Le prochain «grand» film d’horreur ne sortira pas des gros studios car ceux-ci ne prennent aucuns risques et ne produisent que des métrages qui leur garantissent des bénéfices. C’est pour cela qu’il y a tant de remakes et de suites inutiles sur les écrans.

L’avenir du cinéma de genre est en fin de compte entre les mains du public. J’ai foi en lui. Il délaissera les remakes et les suites des gros studios pour se tourner vers le cinéma différent.... Et j’espère que les studios suivront le mouvement.

 

A Cadaver Christmas est votre premier long métrage. Qu’en retirez-vous comme expérience?

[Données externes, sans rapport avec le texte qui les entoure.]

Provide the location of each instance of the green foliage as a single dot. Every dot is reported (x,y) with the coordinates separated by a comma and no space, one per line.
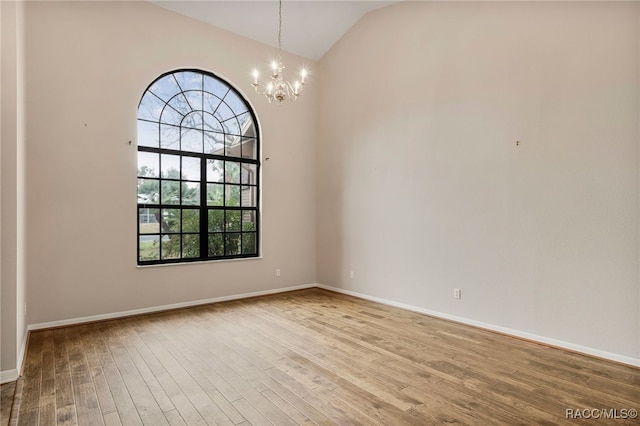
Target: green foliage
(231,233)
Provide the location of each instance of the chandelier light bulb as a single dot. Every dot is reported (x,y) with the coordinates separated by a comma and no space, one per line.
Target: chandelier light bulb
(276,87)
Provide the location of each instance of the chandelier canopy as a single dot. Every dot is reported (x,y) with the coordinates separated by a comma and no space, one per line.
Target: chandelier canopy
(276,87)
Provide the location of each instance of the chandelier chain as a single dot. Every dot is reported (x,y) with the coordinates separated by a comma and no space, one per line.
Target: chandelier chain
(280,26)
(277,88)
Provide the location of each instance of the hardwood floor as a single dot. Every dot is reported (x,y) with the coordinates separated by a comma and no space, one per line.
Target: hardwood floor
(7,391)
(309,357)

J.Z. J’ai eu beaucoup de chance d’avoir une équipe d’acteurs et de techniciens talentueux qui ont travaillé de nombreuses heures pour presque rien. J’aurais fait de nombreuses choses différemment mais le manque d’argent a guidé la façon dont le film a été produit. Ca nous a aidé à rester naïfs car si nous avions su ce que l’on connait maintenant sur la distribution et la post-production, nous n’aurions pas fait le film.

 

Pourquoi les zombies?

J.Z. Je suis un fan de films de zombies. En fait, A Cadaver Christmas n’est pas vraiment un film de zombies. Nous nous moquons d’eux en les qualifiant de cadavres. Les zombies sont très populaires en ce moment, j’espère que cela va permettre à notre film d’être vu par beaucoup de gens et qu’ils le trouveront amusant et original.

Avez-vous des anecdotes concernant le tournage?

J.Z. Nous en avons eu un tas. Une des histoires les plus drôle est à voir dans ce clip: https://vimeo.com/46522851

Avez-vous d’autres projets?

J.Z. J’ai quelques idées, mais rien de concret. C’est toujours un problème d’argent.  Je ne veux plus mendier à des amis ou à la famille. Je suis heureux et chanceux d’avoir pu faire ce film. C’est comme s’il était un enfant que j’ai élevé et qui doit quitter son nid pour vivre sa vie. 

Si j’ai la chance de faire un autre métrage, je ferai appel à toute l’équipe du film car ils sont géniaux. J’espère juste que la prochaine fois je pourrai les payer.